STUTTGART (Reuters) - U.S. Defense Secretary Ash Carter said on Thursday the situation with Russia had taken a "sad turn" and he was gathering U.S. military leaders and diplomats to assess the effectiveness of NATO strategy toward Moscow in response to the Ukraine crisis.
The gathering of two dozen U.S. military leaders and ambassadors based in Europe will take place on Friday in Stuttgart at the headquarters of U.S. European Command, which is responsible for U.S. forces in the region, U.S. defense officials said.
"We have something that has taken a sad turn recently, which is Russia," Carter told troops at U.S. Africa Command, which is also based in Stuttgart, in southern Germany.
"We were absolutely hoping for something different, but it appears that (Russian President) Vladimir Putin is taking his country in a different direction."
"I don't think that's a good way for Russia and at some point the Russian people will wake up to that, but they are not showing much sign of that now," he added. "The situation here (in Europe) is not as rosy as it might have seemed in the past."

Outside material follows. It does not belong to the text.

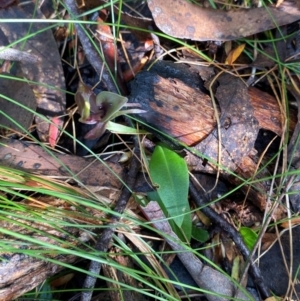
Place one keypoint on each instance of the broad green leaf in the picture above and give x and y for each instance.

Carter said that's why he had traveled to Stuttgart, "to take another look at what we are doing here."
The session will gather U.S. military leaders and ambassadors based in Europe to discuss how effective Western sanctions and military actions have been in deterring Russia and reassuring NATO allies, U.S. defense officials said.
"This meeting is intended to inform the secretary's thinking as he heads into his first NATO ministerial in late June," said Brent Colburn, a Pentagon spokesman. "One of the areas of focus will be Russia's actions over the past 18 months, including their operations in Ukraine."

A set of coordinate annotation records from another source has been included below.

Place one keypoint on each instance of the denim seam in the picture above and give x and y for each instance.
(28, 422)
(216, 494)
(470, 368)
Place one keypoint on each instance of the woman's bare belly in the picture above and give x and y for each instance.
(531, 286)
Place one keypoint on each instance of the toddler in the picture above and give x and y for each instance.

The Western allies have imposed asset freezes and travel bans on a number of Russians. The United States launched Operation Atlantic Resolve to step up military exercises with NATO members in eastern Europe. The United States approved $1 billion to support efforts to reassure European allies.
"The … primary purpose is to assess and strategize on how the United States and key allies should think about heightened tensions with Russia over the past year," said a U.S. defense official on Carter's plane to Stuttgart.
Asked if the session would discuss providing lethal weapons to Ukraine, the official said Carter was still open to the idea and the issue could come up. The United States so far has resisted providing lethal arms to avoid escalating the conflict.